Fig. 2: Arrangement of the NDUV SO2+NO2 optical bench
UVRAS NO measurement
The detection of NO in the UV Range is a very attractive method and suitable for CEM application. Meinel  described this method first time in 1972. The physical principle is shown in Fig. 3. The radiation coming from an Electrodeless Discharge Lamp (EDL) has three selective emission bands for NO. The Lamp is filled with N2 and O2 . In the excitation area of the Lamp Nitrogen Oxide (NO) is generated and emits molecular resonance radiation . The 226.6 nm band is mostly applied for the NO detection since the cross sensitivity to other gases is very low.
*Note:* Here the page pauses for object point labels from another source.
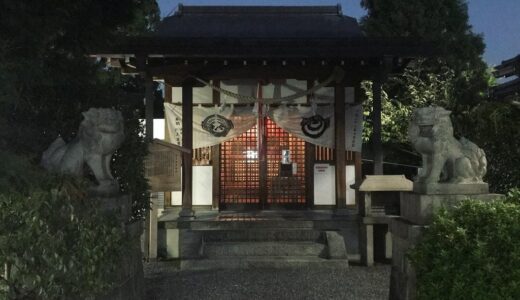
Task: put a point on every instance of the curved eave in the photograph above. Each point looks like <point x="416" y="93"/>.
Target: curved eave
<point x="266" y="48"/>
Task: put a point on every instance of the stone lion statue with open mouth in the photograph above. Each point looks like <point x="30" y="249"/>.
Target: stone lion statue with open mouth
<point x="100" y="134"/>
<point x="444" y="158"/>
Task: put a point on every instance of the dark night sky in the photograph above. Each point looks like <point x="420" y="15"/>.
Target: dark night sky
<point x="497" y="20"/>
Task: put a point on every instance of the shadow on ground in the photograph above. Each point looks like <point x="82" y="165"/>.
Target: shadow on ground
<point x="165" y="281"/>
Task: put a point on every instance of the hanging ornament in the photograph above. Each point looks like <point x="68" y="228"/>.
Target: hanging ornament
<point x="314" y="126"/>
<point x="217" y="125"/>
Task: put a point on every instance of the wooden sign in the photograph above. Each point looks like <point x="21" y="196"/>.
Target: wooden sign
<point x="163" y="166"/>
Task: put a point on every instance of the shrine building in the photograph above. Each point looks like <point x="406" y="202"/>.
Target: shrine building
<point x="264" y="114"/>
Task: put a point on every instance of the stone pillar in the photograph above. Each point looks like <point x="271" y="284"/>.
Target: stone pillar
<point x="187" y="142"/>
<point x="128" y="275"/>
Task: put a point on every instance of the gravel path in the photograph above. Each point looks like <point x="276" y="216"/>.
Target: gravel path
<point x="164" y="282"/>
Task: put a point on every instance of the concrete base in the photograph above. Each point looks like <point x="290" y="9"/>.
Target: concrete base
<point x="419" y="209"/>
<point x="451" y="188"/>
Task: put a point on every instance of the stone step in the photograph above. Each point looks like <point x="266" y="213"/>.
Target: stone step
<point x="245" y="249"/>
<point x="265" y="235"/>
<point x="275" y="262"/>
<point x="205" y="225"/>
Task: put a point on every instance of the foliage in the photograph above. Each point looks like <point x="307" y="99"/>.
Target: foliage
<point x="54" y="241"/>
<point x="470" y="252"/>
<point x="444" y="26"/>
<point x="419" y="87"/>
<point x="48" y="79"/>
<point x="494" y="127"/>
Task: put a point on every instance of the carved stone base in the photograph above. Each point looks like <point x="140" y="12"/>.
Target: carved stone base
<point x="451" y="188"/>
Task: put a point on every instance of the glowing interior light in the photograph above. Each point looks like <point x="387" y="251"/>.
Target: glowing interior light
<point x="251" y="154"/>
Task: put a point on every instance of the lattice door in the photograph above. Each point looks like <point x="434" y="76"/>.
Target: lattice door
<point x="240" y="184"/>
<point x="239" y="170"/>
<point x="284" y="190"/>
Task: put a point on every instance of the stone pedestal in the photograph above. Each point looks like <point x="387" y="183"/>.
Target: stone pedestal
<point x="417" y="210"/>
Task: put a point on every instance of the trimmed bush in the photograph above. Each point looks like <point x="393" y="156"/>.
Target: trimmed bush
<point x="471" y="252"/>
<point x="55" y="243"/>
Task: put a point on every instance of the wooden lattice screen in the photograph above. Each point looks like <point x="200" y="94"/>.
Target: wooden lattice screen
<point x="163" y="166"/>
<point x="324" y="154"/>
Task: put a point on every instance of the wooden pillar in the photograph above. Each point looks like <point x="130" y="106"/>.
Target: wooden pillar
<point x="187" y="142"/>
<point x="376" y="132"/>
<point x="167" y="99"/>
<point x="339" y="132"/>
<point x="310" y="156"/>
<point x="150" y="232"/>
<point x="215" y="158"/>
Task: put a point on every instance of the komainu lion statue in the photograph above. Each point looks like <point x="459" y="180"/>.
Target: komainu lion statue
<point x="445" y="159"/>
<point x="100" y="134"/>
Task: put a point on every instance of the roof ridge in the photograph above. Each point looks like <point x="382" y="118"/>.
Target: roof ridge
<point x="257" y="9"/>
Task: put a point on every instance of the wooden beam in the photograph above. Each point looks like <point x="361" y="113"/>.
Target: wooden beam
<point x="187" y="142"/>
<point x="377" y="148"/>
<point x="178" y="73"/>
<point x="339" y="132"/>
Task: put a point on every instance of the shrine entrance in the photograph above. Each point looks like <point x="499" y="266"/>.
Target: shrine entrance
<point x="252" y="175"/>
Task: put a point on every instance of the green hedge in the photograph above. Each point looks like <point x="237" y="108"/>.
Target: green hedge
<point x="54" y="242"/>
<point x="471" y="252"/>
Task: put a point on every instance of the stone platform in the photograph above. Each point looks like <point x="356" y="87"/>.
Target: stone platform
<point x="273" y="239"/>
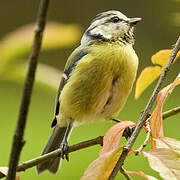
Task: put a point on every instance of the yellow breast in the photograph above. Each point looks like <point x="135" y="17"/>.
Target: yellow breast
<point x="100" y="84"/>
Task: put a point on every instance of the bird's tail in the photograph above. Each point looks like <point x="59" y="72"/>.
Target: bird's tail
<point x="54" y="143"/>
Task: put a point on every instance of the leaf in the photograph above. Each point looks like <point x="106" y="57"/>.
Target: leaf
<point x="141" y="174"/>
<point x="112" y="137"/>
<point x="4" y="172"/>
<point x="102" y="167"/>
<point x="18" y="43"/>
<point x="156" y="121"/>
<point x="166" y="142"/>
<point x="150" y="74"/>
<point x="166" y="162"/>
<point x="147" y="76"/>
<point x="162" y="56"/>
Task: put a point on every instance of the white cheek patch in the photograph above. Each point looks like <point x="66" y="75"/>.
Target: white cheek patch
<point x="103" y="31"/>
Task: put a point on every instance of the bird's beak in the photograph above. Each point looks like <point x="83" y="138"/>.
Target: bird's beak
<point x="134" y="21"/>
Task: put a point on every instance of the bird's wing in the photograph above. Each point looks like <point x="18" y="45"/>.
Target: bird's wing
<point x="71" y="63"/>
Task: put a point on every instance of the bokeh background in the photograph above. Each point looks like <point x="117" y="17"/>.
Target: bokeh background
<point x="158" y="30"/>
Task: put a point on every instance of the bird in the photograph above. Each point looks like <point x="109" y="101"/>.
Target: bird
<point x="97" y="79"/>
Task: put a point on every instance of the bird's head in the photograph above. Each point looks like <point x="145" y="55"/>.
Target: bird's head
<point x="111" y="26"/>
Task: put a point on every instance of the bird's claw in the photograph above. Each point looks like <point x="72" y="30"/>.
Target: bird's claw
<point x="128" y="132"/>
<point x="64" y="151"/>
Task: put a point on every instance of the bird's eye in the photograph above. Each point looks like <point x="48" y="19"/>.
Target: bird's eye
<point x="115" y="19"/>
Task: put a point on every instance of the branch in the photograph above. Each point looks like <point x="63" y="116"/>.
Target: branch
<point x="18" y="141"/>
<point x="28" y="164"/>
<point x="122" y="170"/>
<point x="171" y="112"/>
<point x="144" y="115"/>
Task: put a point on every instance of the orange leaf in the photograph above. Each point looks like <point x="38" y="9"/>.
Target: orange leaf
<point x="4" y="172"/>
<point x="166" y="142"/>
<point x="156" y="123"/>
<point x="147" y="76"/>
<point x="141" y="174"/>
<point x="102" y="167"/>
<point x="113" y="135"/>
<point x="162" y="56"/>
<point x="166" y="162"/>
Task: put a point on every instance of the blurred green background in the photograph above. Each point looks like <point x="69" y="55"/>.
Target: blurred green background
<point x="158" y="30"/>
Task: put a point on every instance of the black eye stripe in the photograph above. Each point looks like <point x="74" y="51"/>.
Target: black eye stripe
<point x="115" y="19"/>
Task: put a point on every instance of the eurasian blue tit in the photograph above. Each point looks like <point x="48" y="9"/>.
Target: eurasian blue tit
<point x="97" y="79"/>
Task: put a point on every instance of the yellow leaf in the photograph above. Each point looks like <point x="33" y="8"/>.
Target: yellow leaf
<point x="141" y="174"/>
<point x="147" y="76"/>
<point x="102" y="167"/>
<point x="162" y="56"/>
In order to select this emission band, it is necessary to integrate a narrow band pass filter. To achieve a good long term stability of the gas readings, a reference detector is integrated before the sample cell. The reference detector monitored the lamp intensity in order to compensate the intensity drift simultaneously. The measurement detector received the attenuated intensity I(c) due to the NO gas concentration c in the sample cell. The design is very similar to the NDUV SO2/NO2 measurement.
Fig. 3: Physical arrangement of the UVRAS-ULTRA.sens®
The performance of the described UVRAS-ULTRA.sens® is shown in Fig. 4. for different gas concentrations. The first step was started from Nitrogen (Baseline) to 300ppm NO. After the first step a span calibration was done with 300ppm NO. Then the gas concentration was reduced stepwise using a precise gas blender. The deviation between the expected value and the gas reading is less than 1 ppm NO. The variation of the values is less then 300ppb as shown in the enlarged step at 180ppm NO (gas reading = 179.7ppm).
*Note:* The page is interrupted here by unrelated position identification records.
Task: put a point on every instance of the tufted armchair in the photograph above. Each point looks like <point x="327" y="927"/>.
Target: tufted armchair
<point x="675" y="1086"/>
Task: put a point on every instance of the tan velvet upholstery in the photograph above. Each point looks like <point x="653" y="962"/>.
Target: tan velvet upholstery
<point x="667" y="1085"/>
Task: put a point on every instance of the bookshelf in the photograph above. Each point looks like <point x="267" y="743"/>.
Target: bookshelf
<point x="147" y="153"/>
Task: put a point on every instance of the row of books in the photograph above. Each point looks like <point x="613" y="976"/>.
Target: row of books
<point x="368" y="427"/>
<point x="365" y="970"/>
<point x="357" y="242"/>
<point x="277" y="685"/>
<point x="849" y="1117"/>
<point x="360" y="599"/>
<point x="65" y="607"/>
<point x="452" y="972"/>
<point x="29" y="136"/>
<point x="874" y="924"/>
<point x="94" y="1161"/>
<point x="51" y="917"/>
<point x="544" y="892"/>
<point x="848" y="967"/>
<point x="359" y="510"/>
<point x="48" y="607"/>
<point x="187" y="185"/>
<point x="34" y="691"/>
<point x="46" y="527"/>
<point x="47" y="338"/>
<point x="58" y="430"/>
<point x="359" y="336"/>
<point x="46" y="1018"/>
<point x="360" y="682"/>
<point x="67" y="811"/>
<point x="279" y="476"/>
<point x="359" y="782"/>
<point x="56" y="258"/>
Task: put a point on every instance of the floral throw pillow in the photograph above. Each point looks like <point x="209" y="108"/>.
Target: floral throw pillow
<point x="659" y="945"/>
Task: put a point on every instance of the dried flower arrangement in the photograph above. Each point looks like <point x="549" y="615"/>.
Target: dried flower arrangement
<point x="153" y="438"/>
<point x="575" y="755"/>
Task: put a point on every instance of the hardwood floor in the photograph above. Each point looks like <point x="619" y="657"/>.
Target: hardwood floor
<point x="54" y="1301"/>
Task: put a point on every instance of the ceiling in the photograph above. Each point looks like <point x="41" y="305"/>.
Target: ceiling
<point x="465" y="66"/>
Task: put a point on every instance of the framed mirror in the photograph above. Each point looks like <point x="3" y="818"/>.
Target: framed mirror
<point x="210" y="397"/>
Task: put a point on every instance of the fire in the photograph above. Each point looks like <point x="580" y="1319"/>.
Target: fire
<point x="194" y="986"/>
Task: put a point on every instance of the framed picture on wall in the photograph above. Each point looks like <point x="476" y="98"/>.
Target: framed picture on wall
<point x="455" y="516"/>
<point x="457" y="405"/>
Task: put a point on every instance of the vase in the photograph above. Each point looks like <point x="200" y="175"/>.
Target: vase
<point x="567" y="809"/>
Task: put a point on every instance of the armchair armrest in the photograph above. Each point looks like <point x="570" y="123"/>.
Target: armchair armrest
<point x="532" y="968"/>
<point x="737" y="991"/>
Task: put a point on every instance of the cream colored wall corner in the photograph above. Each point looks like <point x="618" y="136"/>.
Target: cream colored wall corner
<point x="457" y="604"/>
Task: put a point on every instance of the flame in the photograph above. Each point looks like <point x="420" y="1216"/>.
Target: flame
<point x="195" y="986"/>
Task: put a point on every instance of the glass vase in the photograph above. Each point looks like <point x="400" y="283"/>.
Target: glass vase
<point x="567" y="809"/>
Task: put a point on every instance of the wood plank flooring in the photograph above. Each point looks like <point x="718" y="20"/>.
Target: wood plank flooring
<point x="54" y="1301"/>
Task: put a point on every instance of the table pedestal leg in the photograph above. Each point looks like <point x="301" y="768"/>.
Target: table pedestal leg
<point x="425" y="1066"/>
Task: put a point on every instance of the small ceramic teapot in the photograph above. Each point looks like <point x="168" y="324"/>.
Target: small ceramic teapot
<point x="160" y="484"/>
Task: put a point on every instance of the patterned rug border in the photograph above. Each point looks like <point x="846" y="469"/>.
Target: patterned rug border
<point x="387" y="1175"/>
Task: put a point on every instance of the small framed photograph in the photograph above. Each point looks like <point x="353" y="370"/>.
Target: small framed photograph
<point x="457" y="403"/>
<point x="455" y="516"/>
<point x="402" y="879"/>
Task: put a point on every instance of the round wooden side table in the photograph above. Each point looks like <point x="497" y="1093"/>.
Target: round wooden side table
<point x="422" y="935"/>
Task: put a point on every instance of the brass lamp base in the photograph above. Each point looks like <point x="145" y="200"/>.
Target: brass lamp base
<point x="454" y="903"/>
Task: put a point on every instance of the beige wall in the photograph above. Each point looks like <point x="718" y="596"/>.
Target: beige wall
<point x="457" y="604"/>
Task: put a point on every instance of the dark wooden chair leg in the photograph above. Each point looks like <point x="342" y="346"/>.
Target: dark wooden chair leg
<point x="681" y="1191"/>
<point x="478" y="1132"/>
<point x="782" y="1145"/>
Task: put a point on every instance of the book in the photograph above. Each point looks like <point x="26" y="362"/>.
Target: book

Fig. 4.: Gas test with different NO concentrations (0ppm→300ppm → 240ppm → 180ppm → 120ppm → 60ppm → 0ppm)
In Fig. 5 both optical benches integrated in one module are shown. They are charged with a 100mm sample cell. The total arrangement is very handy and suitable for integration into a 19” CEM gas analyzer or a mobile Instrument (e.g. PEMS).
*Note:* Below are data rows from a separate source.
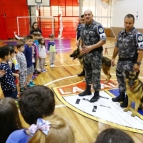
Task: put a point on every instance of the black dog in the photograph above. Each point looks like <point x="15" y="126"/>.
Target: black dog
<point x="106" y="63"/>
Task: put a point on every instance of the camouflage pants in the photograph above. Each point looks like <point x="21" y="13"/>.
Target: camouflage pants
<point x="122" y="66"/>
<point x="92" y="66"/>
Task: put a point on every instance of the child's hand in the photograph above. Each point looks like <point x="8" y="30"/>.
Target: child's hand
<point x="2" y="72"/>
<point x="17" y="75"/>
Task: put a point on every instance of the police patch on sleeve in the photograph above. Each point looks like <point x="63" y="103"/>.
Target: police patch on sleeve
<point x="101" y="32"/>
<point x="140" y="41"/>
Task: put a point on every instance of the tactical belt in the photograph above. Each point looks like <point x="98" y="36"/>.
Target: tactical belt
<point x="126" y="59"/>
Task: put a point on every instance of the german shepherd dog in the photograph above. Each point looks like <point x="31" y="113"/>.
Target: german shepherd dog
<point x="106" y="63"/>
<point x="134" y="90"/>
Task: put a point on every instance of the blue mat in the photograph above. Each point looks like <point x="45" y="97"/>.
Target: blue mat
<point x="116" y="93"/>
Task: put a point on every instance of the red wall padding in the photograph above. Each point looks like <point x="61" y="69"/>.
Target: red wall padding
<point x="3" y="29"/>
<point x="13" y="9"/>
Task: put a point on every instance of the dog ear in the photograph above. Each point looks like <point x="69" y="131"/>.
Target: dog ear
<point x="127" y="73"/>
<point x="137" y="74"/>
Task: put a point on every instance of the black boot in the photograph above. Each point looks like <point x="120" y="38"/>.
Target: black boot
<point x="87" y="91"/>
<point x="95" y="97"/>
<point x="125" y="102"/>
<point x="82" y="73"/>
<point x="119" y="98"/>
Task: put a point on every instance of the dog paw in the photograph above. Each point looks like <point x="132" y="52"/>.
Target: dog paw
<point x="126" y="110"/>
<point x="133" y="115"/>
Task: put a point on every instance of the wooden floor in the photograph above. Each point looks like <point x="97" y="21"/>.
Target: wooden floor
<point x="86" y="130"/>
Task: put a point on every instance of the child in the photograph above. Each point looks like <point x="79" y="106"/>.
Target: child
<point x="59" y="131"/>
<point x="22" y="66"/>
<point x="28" y="56"/>
<point x="14" y="66"/>
<point x="52" y="50"/>
<point x="38" y="102"/>
<point x="36" y="36"/>
<point x="42" y="54"/>
<point x="7" y="80"/>
<point x="2" y="72"/>
<point x="9" y="118"/>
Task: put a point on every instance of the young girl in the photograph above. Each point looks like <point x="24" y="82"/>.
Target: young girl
<point x="59" y="131"/>
<point x="52" y="50"/>
<point x="9" y="118"/>
<point x="22" y="66"/>
<point x="7" y="80"/>
<point x="42" y="54"/>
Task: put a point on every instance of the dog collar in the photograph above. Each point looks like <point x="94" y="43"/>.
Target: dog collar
<point x="138" y="63"/>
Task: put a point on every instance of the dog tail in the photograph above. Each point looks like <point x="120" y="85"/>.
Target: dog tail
<point x="142" y="99"/>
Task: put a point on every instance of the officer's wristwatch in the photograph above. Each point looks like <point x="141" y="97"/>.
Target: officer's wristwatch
<point x="138" y="63"/>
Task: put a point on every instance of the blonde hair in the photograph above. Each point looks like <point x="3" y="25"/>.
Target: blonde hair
<point x="60" y="132"/>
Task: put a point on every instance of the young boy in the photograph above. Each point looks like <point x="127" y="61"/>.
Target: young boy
<point x="7" y="80"/>
<point x="35" y="102"/>
<point x="52" y="50"/>
<point x="14" y="66"/>
<point x="22" y="66"/>
<point x="36" y="36"/>
<point x="28" y="56"/>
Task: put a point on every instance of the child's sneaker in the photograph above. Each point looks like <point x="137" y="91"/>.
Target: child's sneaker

Fig. 5: Combination of LED based NDUV detection of SO2+NO2 and EDL based UVRAS for selective NO detection in one handy ULTRA.sens® OEM module
The signal conditioning main board could run both optical benches simultaneously with a 16bit digital resolution. The data interface is based on RS232 and CANopen. The operation voltage is 24VDC with a power consumption of less than 4Watt (without temperature controller).
The presented combination of an LED based NDUV optical bench (SO2+NO2) and an EDL based UVRAS (NO) is very unique. Since the ranges (100ppm/300ppm/2000ppm/3000ppm) and the detection limit (<0.5ppm) are sufficient for many applications like CEM, Marpol and PEMS the market potential is very high. The ULTRA.sens® OEM module is easy to integrate and the power consumption is low (<4W). The cross sensitivity to other gases like H2O, CO, CO2 and Hydrocarbons is negligible. Furthermore it is possible to integrate a CO2 NDIR gas sensor (e.g. 0-20 Vol.-%) into the system for SO2/CO2 ratio monitoring (e.g. Marpol application). Based on the direct NO2 gas concentration measurement it is possible to substitute the costly catalytic NO2→NO converter (indirect measurement) in regular CEM/PEMS systems.